Tabiî güzellikleri ve binlerce senedir bilinen şifalı kaplıcaları ile dünyaca isim yapan Tarihî abideler şehri Bursa; Osmanlı Devleti’nin tarih sahnesine “devlet” olarak çıktığı ilk yer, ilk başkenttir.

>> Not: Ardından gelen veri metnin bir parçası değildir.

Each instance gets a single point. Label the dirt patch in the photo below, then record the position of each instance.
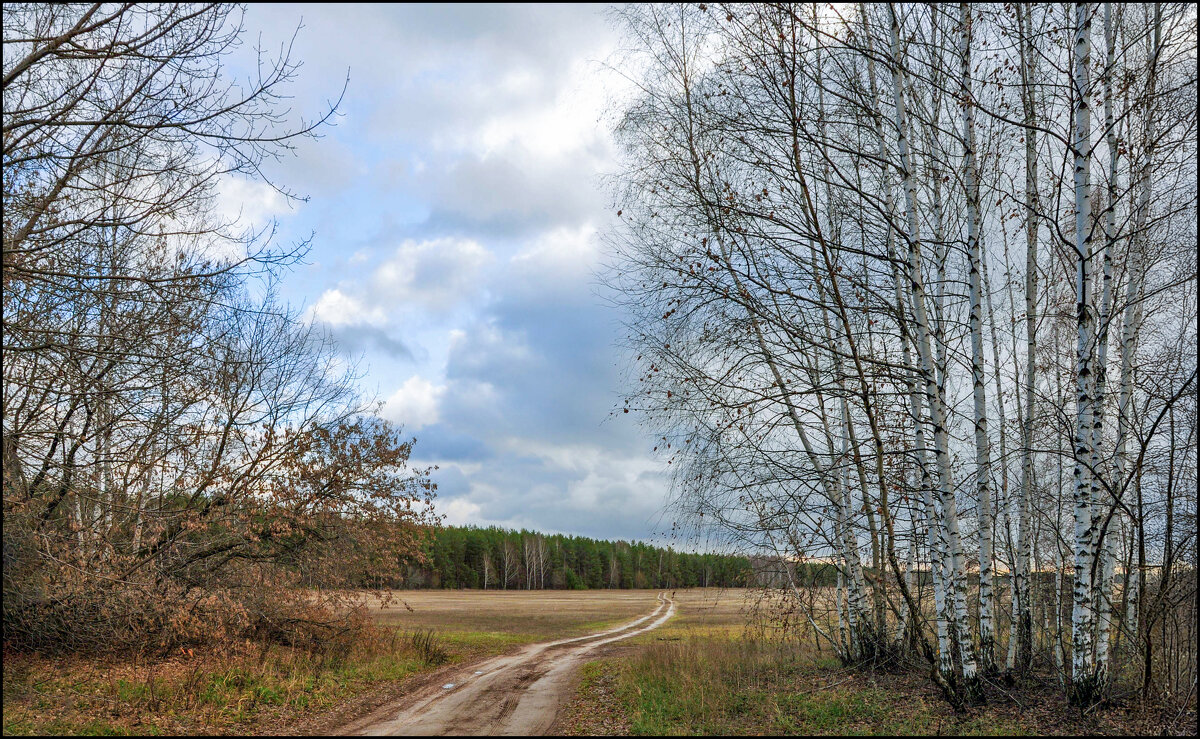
(516, 694)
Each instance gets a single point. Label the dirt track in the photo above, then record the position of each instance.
(515, 695)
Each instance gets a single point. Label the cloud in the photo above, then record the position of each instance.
(433, 274)
(457, 209)
(337, 308)
(249, 204)
(414, 404)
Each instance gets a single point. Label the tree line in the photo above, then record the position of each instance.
(913, 289)
(496, 558)
(175, 437)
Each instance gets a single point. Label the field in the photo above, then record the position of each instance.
(274, 689)
(510, 616)
(707, 673)
(702, 672)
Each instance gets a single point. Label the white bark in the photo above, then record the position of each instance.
(978, 378)
(934, 391)
(1021, 613)
(1083, 612)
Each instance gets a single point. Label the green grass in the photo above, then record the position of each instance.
(720, 684)
(199, 694)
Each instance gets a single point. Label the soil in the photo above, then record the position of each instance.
(519, 694)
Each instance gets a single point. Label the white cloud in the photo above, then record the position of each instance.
(337, 308)
(460, 511)
(247, 203)
(437, 274)
(415, 404)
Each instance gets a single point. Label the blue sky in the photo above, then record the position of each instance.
(456, 208)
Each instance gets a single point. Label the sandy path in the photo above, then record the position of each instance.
(513, 695)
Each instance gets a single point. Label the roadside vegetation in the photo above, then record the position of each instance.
(712, 672)
(246, 686)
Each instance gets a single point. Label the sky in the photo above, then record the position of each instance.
(456, 210)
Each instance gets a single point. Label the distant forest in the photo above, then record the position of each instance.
(471, 557)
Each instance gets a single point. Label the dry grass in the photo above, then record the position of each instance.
(268, 689)
(709, 672)
(513, 616)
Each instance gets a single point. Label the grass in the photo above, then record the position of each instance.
(271, 689)
(225, 691)
(706, 673)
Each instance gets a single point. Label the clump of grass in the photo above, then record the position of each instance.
(426, 643)
(719, 684)
(234, 688)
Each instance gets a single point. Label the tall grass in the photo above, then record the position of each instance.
(703, 684)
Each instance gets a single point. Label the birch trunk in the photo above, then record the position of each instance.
(1083, 673)
(1132, 316)
(934, 391)
(1023, 617)
(978, 377)
(1107, 539)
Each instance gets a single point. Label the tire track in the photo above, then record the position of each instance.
(511, 695)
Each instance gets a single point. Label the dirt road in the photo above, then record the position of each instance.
(513, 695)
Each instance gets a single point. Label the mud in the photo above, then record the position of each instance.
(511, 695)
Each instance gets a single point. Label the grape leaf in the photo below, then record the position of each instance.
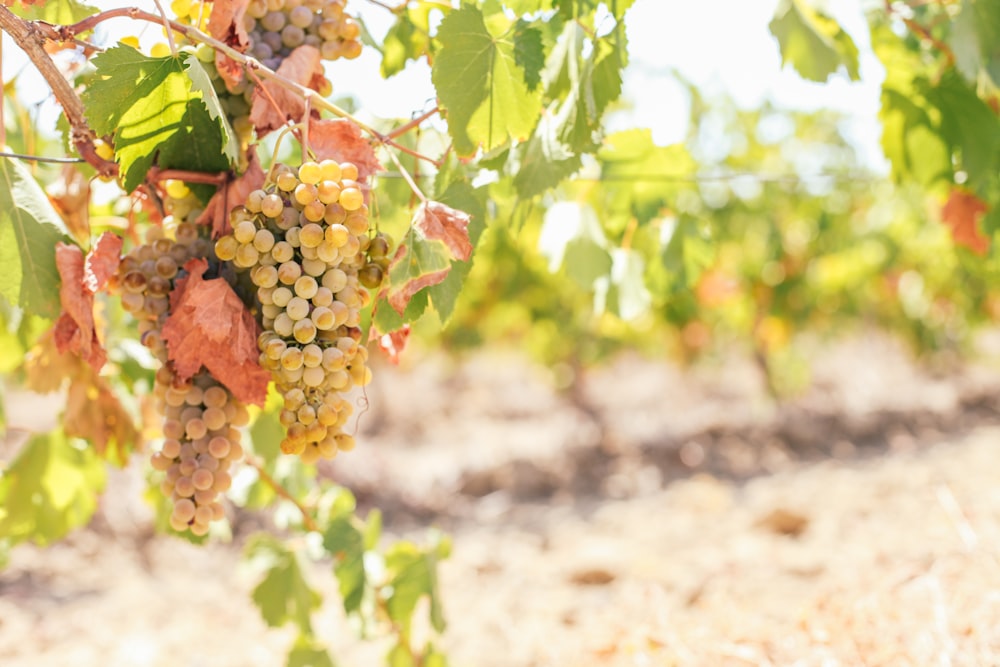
(572, 237)
(624, 292)
(304, 654)
(412, 575)
(341, 140)
(911, 140)
(529, 54)
(70, 196)
(545, 160)
(418, 263)
(408, 39)
(969, 125)
(155, 114)
(274, 105)
(201, 83)
(82, 278)
(49, 489)
(75, 330)
(345, 543)
(961, 214)
(93, 412)
(462, 195)
(480, 84)
(283, 595)
(232, 194)
(437, 235)
(812, 42)
(29, 230)
(209, 326)
(438, 221)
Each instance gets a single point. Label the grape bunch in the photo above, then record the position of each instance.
(201, 416)
(276, 27)
(306, 242)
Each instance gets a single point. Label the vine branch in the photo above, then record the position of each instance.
(282, 492)
(31, 37)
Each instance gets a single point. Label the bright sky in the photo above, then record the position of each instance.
(721, 45)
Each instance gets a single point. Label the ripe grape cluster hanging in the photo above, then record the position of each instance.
(306, 241)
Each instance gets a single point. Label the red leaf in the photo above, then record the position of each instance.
(209, 326)
(230, 195)
(74, 329)
(399, 296)
(226, 25)
(961, 213)
(102, 261)
(443, 223)
(275, 105)
(341, 140)
(393, 343)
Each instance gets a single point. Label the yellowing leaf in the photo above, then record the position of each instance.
(480, 83)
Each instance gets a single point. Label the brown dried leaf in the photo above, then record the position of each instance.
(393, 343)
(94, 412)
(226, 25)
(274, 105)
(70, 196)
(230, 195)
(45, 368)
(75, 328)
(102, 261)
(443, 223)
(960, 214)
(341, 140)
(209, 326)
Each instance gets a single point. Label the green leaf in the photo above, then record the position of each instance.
(912, 141)
(812, 42)
(157, 113)
(637, 173)
(479, 82)
(687, 251)
(400, 656)
(572, 237)
(49, 489)
(408, 39)
(529, 54)
(307, 654)
(545, 160)
(266, 432)
(413, 574)
(346, 544)
(625, 292)
(283, 595)
(29, 230)
(969, 125)
(462, 196)
(423, 262)
(58, 12)
(201, 83)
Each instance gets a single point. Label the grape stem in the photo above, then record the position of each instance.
(31, 36)
(307, 519)
(157, 174)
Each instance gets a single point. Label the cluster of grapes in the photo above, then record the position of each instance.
(201, 416)
(278, 26)
(306, 242)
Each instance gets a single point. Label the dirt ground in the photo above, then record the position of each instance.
(656, 517)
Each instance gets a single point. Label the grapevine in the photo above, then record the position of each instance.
(222, 315)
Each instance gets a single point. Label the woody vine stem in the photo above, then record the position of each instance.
(31, 37)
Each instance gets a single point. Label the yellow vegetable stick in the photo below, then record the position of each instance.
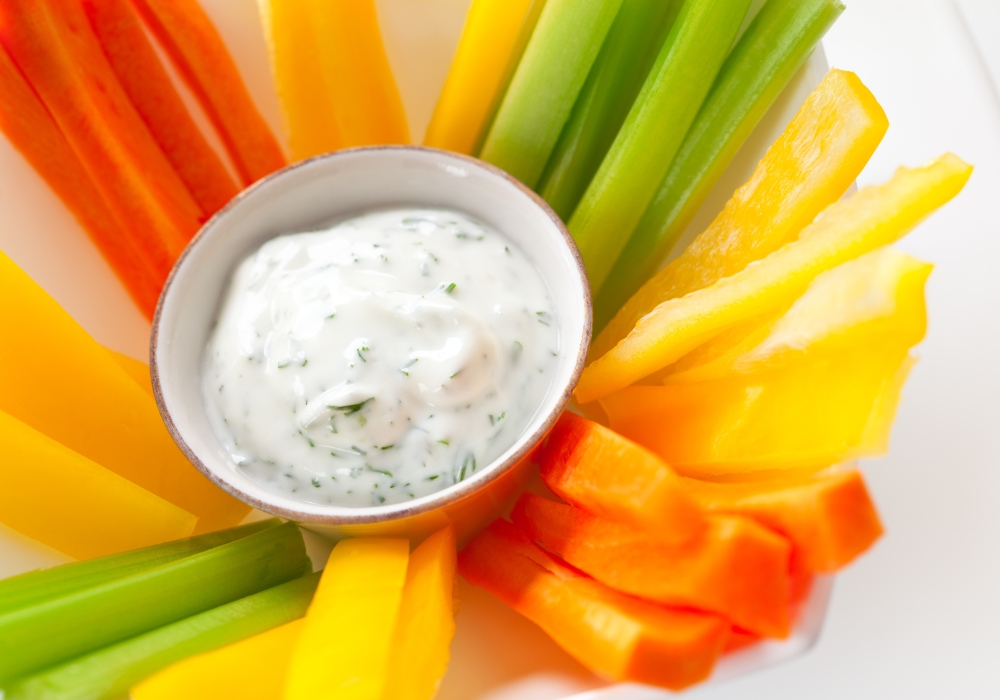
(61, 382)
(873, 217)
(815, 160)
(343, 651)
(494, 37)
(253, 669)
(307, 111)
(55, 496)
(355, 69)
(426, 621)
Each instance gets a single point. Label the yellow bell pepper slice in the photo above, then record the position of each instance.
(61, 382)
(306, 108)
(253, 669)
(809, 167)
(426, 621)
(367, 107)
(346, 642)
(493, 39)
(873, 217)
(62, 499)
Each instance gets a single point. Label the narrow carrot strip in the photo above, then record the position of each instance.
(30, 128)
(148, 86)
(52, 43)
(201, 57)
(356, 71)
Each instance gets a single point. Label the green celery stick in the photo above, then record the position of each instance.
(555, 64)
(39, 636)
(775, 45)
(652, 133)
(635, 39)
(108, 673)
(39, 586)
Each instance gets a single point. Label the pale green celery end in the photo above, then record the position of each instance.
(555, 64)
(638, 32)
(38, 586)
(755, 74)
(42, 635)
(109, 673)
(645, 146)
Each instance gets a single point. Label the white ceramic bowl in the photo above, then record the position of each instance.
(336, 187)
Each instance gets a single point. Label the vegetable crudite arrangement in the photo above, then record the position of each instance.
(703, 476)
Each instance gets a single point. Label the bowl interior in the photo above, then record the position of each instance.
(321, 191)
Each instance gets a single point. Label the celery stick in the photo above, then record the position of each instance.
(653, 131)
(775, 45)
(635, 39)
(39, 636)
(555, 64)
(110, 672)
(39, 586)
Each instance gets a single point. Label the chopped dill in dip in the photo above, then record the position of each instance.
(380, 360)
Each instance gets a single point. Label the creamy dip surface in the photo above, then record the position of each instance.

Osmanlı, yeni yurtlarına şehrin doğusundan girerek, ilk eseri olan Balabanbey Kalesi’ni yaparak Bursa’yı ilk olarak buradan abluka altına almıştır (6 Nisan 1326). Osman Gazi; oğlu Orhan Gazi’ye bu kaleden Tophane surlarındaki Bizans manastırını göstererek, güneşin vurmasıyla parlayan kubbesi için “Beni şol gümüşlü kümbete gömün” vasiyetinde bulunmuştur. Aslında bu bir vasiyetten ziyade Bursa’nın alınmasına dair bir buyruktur. Yıldırım Bayezid; şehir merkezinin doğuya devamı için 1390’da ovaya hakim yüksek bir yerde Yıldırım Külliyesi’ni kurmaya başladı. Yerleşim külliye etrafında oluşmaya başlayarak yeni bir mahalle oluştu. Böylece; Osmanlı’nın büyüyen başkenti Bursa’nın bilim, kültür ve inanç merkezlerinden birini, Gökdere’nin doğusunda yeşertti. Oğlu Çelebi Mehmed’in de Yeşil Külliyesi’ni bu bölgeye yaptırmasıyla Gökdere’nin doğusunda yerleşim başladı. Böylelikle günümüzün Yıldırım ilçesinin temelleri atılmış oldu.
Bursa kentinin, 1987 yılında Büyükşehir Belediyesi statüsüne geçmesi ile merkezde Osmangazi, doğuda Yıldırım ve batıda Nilüfer olmak üzere üç merkez ilçe Belediyesi oluşturuldu. Batıda Gökdere Vadisi, doğuda Kestel ve Gürsu İlçeleri, güneyde Uludağ etekleri ve kuzeyde Bursa ovası ile sınırlı olan Yıldırım, diğer merkez ilçe belediyeleri gibi 1989 yerel seçimleri ile fiili olarak faaliyet göstermeye başladı.